In Part 1, I re-examine the statistical evidence on bias against female plaintiffs in reasonable notice awards. I show that the data do not bear out any direct evidence of gender bias in the case law. I show that there are, however, other channels through which gender bias has subsisted. In Part 2, I explore the potential for judges to use algorithmic predictions in the decision-making process, arguing that there may be still be concerns about bias, depending on how the algorithm is implemented. In short, great care needs to be taken to ensure that the algorithm does not reinforce hidden biases in the law. I further explore the possibility of alternative types of algorithms that do not rely on judicial decisions as data. A final part concludes.
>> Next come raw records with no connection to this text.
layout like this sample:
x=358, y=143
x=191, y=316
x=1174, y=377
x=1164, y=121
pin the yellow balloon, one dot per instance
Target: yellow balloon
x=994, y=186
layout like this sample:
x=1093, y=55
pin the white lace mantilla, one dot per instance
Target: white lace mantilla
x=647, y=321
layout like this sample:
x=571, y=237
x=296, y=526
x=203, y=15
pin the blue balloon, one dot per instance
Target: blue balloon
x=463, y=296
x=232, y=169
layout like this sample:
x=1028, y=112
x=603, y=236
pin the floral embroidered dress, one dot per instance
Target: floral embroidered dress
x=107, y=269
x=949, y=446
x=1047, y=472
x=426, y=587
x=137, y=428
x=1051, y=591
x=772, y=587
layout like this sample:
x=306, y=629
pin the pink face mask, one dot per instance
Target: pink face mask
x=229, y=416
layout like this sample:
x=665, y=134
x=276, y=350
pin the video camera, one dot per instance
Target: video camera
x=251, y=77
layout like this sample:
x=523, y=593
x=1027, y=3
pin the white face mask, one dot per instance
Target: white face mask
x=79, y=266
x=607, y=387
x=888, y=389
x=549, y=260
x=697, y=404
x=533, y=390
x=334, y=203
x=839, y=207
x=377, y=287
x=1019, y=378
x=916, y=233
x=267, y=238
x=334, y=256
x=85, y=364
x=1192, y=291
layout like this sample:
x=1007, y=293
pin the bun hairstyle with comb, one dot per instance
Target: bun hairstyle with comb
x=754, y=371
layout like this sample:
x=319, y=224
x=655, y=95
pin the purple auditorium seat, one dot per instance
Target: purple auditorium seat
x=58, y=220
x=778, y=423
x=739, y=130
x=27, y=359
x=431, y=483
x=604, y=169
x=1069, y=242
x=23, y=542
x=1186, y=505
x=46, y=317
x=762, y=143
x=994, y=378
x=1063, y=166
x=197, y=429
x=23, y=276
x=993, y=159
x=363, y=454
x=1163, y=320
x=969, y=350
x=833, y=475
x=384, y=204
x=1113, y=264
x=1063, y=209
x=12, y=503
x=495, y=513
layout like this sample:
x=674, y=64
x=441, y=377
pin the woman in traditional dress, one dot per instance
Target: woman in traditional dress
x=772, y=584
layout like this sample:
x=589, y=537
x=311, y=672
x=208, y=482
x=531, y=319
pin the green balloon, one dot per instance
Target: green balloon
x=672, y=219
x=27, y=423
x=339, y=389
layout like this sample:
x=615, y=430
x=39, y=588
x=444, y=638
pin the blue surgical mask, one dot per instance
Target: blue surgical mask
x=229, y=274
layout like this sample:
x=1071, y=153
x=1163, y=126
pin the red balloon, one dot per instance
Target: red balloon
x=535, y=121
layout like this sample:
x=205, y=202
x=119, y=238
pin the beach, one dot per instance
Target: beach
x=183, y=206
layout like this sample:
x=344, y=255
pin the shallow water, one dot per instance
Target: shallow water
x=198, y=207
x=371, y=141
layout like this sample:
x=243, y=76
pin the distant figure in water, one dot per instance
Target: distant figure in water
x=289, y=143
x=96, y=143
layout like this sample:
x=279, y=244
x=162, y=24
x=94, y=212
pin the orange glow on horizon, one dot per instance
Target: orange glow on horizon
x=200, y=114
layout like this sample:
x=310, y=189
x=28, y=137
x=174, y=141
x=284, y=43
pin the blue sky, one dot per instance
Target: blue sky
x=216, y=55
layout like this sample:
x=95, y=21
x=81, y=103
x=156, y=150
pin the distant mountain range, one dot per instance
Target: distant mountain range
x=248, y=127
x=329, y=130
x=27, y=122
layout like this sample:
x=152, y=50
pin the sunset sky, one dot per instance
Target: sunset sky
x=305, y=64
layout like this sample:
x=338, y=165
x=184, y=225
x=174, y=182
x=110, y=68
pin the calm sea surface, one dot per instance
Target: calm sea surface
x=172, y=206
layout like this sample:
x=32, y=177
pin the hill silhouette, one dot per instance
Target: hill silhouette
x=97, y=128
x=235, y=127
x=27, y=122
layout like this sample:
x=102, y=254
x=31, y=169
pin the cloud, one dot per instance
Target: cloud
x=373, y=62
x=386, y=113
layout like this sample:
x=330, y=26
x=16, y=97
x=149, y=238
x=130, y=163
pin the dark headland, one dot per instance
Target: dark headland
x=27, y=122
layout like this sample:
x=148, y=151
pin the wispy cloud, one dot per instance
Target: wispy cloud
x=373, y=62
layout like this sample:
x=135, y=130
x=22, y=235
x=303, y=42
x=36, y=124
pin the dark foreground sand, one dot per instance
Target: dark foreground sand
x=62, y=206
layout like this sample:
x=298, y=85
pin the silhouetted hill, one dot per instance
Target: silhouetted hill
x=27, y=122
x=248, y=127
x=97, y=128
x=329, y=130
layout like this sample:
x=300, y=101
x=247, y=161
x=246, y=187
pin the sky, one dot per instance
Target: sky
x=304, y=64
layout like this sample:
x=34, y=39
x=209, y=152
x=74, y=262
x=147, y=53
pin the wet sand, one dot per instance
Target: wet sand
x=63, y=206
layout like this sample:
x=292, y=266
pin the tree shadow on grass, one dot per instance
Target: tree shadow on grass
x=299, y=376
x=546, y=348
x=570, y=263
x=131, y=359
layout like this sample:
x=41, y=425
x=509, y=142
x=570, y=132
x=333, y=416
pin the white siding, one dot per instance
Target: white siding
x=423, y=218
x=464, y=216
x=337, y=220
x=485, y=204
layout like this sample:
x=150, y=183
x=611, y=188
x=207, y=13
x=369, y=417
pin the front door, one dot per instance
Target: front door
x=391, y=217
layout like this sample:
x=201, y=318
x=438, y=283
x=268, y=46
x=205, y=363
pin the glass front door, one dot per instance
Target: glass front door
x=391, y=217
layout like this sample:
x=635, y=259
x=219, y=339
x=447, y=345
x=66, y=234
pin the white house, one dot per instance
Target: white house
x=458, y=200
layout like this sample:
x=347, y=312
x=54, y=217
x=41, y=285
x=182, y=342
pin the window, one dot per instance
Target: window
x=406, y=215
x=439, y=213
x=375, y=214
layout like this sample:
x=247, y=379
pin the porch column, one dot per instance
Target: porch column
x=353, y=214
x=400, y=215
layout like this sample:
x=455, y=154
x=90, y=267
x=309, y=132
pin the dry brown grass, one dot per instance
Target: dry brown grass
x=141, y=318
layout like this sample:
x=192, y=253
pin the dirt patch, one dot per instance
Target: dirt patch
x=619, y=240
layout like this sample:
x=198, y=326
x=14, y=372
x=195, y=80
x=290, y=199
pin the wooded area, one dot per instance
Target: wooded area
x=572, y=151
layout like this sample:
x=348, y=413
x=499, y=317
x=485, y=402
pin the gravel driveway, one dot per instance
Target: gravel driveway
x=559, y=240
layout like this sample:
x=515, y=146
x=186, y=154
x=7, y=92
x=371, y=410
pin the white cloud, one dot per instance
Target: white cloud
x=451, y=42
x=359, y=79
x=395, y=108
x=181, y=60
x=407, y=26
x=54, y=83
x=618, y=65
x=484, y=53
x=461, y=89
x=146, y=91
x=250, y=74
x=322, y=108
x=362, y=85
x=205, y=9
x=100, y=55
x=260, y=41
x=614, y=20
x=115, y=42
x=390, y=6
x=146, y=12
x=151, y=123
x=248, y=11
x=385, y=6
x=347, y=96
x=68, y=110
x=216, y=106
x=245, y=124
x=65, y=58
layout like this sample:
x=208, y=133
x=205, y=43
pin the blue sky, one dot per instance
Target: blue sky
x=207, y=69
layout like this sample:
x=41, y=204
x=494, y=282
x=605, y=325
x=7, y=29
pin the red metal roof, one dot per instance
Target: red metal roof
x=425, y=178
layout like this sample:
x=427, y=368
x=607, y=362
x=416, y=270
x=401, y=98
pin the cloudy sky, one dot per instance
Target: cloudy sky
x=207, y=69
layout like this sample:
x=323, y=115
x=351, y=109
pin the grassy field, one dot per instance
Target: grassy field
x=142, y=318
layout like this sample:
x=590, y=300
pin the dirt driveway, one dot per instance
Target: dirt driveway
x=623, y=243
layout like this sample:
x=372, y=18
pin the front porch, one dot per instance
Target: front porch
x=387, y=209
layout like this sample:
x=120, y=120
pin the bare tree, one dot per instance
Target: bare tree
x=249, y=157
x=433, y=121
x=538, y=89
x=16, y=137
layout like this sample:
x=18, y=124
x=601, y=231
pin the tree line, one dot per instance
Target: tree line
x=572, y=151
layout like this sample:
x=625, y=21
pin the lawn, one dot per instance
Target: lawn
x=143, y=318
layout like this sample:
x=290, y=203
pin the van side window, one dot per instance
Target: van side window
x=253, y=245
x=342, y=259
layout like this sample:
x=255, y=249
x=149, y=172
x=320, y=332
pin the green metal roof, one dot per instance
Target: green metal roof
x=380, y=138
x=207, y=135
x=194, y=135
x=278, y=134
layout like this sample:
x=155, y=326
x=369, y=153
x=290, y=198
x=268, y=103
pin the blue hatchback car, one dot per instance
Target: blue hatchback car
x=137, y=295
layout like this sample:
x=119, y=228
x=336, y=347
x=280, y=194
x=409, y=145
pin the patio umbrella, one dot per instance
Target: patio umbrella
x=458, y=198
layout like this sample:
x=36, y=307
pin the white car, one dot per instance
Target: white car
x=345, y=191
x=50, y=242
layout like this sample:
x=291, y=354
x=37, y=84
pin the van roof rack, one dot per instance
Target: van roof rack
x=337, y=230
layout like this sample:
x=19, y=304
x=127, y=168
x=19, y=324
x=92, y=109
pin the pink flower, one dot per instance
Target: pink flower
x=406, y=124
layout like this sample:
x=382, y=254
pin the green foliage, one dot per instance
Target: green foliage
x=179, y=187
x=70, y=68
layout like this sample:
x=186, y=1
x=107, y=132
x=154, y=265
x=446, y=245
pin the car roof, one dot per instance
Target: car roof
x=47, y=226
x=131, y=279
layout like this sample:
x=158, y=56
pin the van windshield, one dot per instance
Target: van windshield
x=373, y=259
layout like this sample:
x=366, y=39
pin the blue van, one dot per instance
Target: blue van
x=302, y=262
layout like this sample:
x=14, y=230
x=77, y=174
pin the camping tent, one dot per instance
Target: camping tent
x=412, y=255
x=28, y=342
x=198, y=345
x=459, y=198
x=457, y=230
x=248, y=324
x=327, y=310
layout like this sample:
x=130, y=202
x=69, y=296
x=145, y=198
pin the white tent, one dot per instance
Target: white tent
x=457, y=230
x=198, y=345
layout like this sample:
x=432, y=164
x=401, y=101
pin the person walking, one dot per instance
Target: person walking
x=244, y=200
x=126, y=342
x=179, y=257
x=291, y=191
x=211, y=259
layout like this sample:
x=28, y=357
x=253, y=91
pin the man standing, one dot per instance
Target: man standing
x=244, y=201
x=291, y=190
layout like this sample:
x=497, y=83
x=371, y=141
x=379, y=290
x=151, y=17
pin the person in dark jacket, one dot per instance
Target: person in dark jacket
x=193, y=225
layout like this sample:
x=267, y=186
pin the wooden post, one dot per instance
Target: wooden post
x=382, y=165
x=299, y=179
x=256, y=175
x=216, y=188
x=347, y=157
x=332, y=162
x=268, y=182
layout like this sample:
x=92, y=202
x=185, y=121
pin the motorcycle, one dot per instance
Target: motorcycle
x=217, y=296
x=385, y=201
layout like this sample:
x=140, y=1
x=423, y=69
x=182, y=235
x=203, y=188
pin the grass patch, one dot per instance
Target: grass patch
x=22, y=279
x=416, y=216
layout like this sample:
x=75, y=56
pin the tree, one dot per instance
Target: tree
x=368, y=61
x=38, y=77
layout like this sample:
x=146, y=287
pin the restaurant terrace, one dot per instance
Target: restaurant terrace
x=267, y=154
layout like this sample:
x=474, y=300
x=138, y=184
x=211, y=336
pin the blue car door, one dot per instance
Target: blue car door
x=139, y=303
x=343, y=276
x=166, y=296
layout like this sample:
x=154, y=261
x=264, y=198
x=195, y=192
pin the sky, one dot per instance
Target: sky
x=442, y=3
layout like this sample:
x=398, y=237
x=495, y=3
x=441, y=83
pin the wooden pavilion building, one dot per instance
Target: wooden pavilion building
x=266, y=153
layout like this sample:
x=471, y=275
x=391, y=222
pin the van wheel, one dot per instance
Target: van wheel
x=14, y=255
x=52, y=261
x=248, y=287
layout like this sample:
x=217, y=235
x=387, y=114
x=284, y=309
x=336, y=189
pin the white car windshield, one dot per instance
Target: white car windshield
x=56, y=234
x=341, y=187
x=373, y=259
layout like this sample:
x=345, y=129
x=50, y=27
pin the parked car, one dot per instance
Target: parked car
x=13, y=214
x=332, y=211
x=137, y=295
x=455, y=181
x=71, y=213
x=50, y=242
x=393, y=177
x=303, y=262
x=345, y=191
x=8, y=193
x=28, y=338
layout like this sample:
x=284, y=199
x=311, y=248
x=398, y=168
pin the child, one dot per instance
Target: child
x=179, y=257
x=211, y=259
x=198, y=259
  1. Gender bias and reasonable notice awards

    In this Part of the paper, I examine the evidence as to whether the existing case law on reasonable notice awards reflects gender bias against female plaintiffs. First, I will provide a short background of the legal issue. Next, I discuss the prior literature on gender differences in this area of law. I will describe the dataset of 1,728 cases from 1997 to 2019 and discuss my results. In simple linear regression tests, there is no direct evidence of gender bias. But I also explore other channels through which female plaintiffs may have been treated unfavourably.

    1.1 The legal background

    Under Canadian employment law, workers dismissed without cause are entitled to a reasonable notice period...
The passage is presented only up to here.